Bakari Kinsey, Appellant, v City of New York et al., Respondents.
    [36 NYS3d 8]—
   Order, Supreme Court, Bronx County (Alison Y. Tuitt, J.), entered May 21, 2015, which granted defendants’ motion for summary judgment dismissing the complaint, unanimously affirmed, without costs.

New York City police officers and emergency medical technicians (EMTs) responded to a 911 call regarding plaintiff, who suffered from bipolar disorder.
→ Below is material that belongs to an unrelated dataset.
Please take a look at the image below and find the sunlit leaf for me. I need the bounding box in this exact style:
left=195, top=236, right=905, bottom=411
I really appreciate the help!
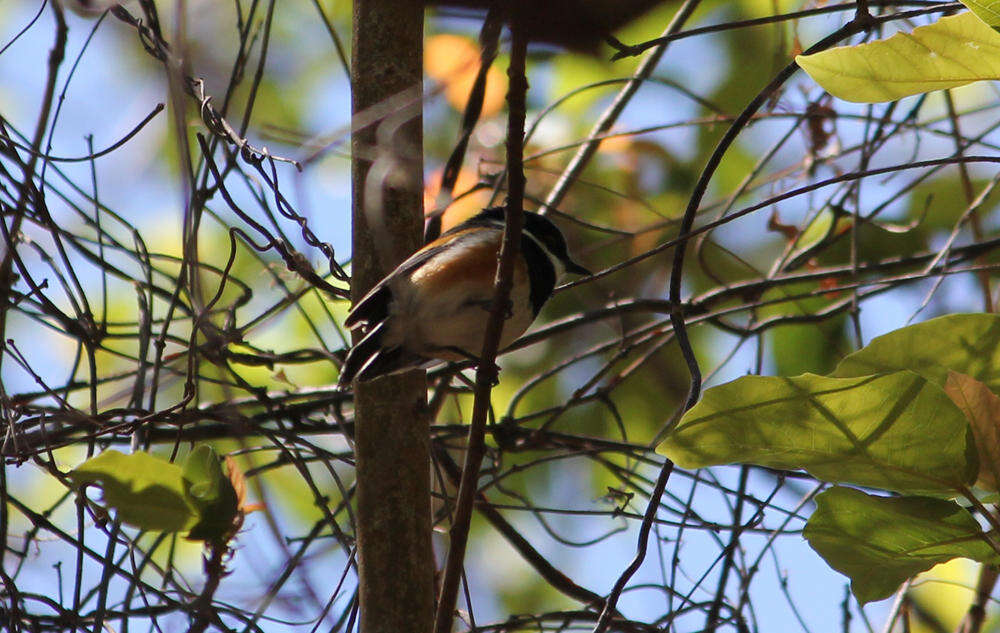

When they arrived, plaintiff appeared calm, and wanted help. The police convinced plaintiff to enter an ambulance, but after he was seated and his vital signs were taken, he opened the ambulance door, ran up five flights of stairs of a nearby building and, while attempting to climb down the fire escape, fell to the ground.

Defendants made a prima facie showing of entitlement to judgment as a matter of law by demonstrating that they owed no special duty to plaintiff (see McLean v City of New York, 12 NY3d 194, 199 [2009]), other than “that owed the public generally” (Lauer v City of New York, 95 NY2d 95, 100 [2000]). In opposition, plaintiff failed to raise an issue of fact (see Torres v City of New York, 116 AD3d 947 [2d Dept 2014]; compare Applewhite v Accuhealth, Inc., 21 NY3d 420 [2013]).

Moreover, since the decisions of the City’s police officers and EMTs were discretionary ones, the City is protected by governmental immunity (see Valdez v City of New York, 18 NY3d 69, 79 [2011]) and, even if such decisions prove to be erroneous, they do not cast the City in damages (see DiMeo v Rotterdam Emergency Med. Servs., Inc., 110 AD3d 1423, 1424 [3d Dept 2013], lv denied 22 NY3d 864 [2014]).

We have considered plaintiff’s remaining arguments and find them unavailing.

Concur — Sweeny, J.P., Acosta, Feinman, Kapnick and Kahn, JJ.